Donal Whelan of the Irish Timber Growers Association (ITGA) said foresters are enjoying pre-bust 2007 level prices, having endured 60% price drops in 2008 and 2009. Effectively driven overseas by the domestic property crisis, Irish foresters and timber producers are now enjoying great success in export markets.
EU demand has soared for all types of roundwood (the generic term for any pre-processed tree). The current range of roadside prices being paid to timber growers includes: Pulpwood, €22-26/m3; Stakewood, €40-45/m3; Boxwood, €48-52/m3; Sawlog, €61-66/m3.
“Timber is now selling above the 10-year Consumer Prince Index adjusted average for roundwood prices,” said Donal Whelan of the ITGA, which represents private sector Irish foresters. “The sector is going through huge positive changes. In the boom years, 60% of all Irish timber went into the domestic construction sector. In just two years, that has all switched to exports.
“Even as late as last year, 90% of all Irish timber came from Coillte. That is changing rapidly. Supply from private sector growers will grow tenfold over the next 17 years. The focus is now on exports. The demand is very strong. Due to a shortage of roundwood here last year, some Irish sawmills actually imported round logs from Scotland, processed them here and then exported them back to the UK.
“Our biggest market right now is the UK. Companies like Medite and Smartply in Clonmel, which are both owned by Coillte, export 80-90% of their product. A few years ago, we simply didn’t have strong exporting companies like the Glennon Brothers in Fermoy. I think that because forestry is a primary sector producer, it doesn’t get the same attention as other export-led industries.”
Mr Whelan notes that Mike and Pat Glennon are among the companies helping to put a spotlight on Irish forestry. Named Ernst & Young Entrepreneur of the Year for 2010, Glennon Brothers Ltd has grown from an €8m business in 1991 to a €70m today.
A fire at their original home base in Longford in 2004 saw the Glennons shift headquarters to Fermoy, Co Cork, where luckily they had already invested €25m developing the loss-making plant they acquired from the Smurfit Group into a world class timber processing facility. Some 30 staff moved from Longford to Fermoy to work on a double shift.
Glennon Brothers are just one of a growing number of success stories in Irish forestry. Plantations developed with Government grants in the 1980s and 1990s are now coming on stream for thinning. Further millionaires are sure to emerge from last year’s spectacular lift in roundwood prices.
The current 10-year price peak has not gone unnoticed by farmers and other landowners. The Forestry Service has seen an increasing number of General Felling Licence (GFL) applications from timber growers in recent months.
In the first two months of 2011, applications were submitted for GFL licences on 2,360 hectares of private woodland. This compares to 1,573 ha for the first two months of 2010, and represents an increase of over 50% for this two-month period.

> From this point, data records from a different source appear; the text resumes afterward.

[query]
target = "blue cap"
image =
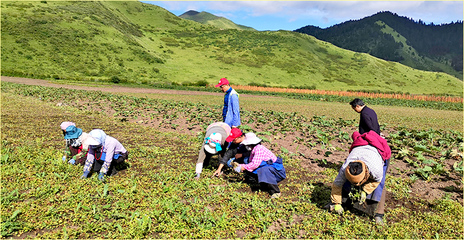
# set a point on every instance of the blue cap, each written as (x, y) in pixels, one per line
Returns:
(72, 132)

This increase is on the back of the significant increase in GFL applications in the 12-month period to the end of December 2010, representing a private forest area under application of 14,886 ha for that period.
Donal Whelan explains: “This demand and the corresponding prices paid were driven mainly by export demand for timber products and, at the time, a lack of supply of roundwood in Ireland to meet this demand. Those in the timber trade said that last summer’s high roundwood prices were not sustainable, and that they were a response to short term market demand and supply conditions.
“This proved to be the case, with prices coming back from the 2010 highs. “Nonetheless, current prices remain very good when one compares them with historical price levels. The longer term prospects are also good, and the ease with which the sector has switched its focus to exports has been very encouraging.”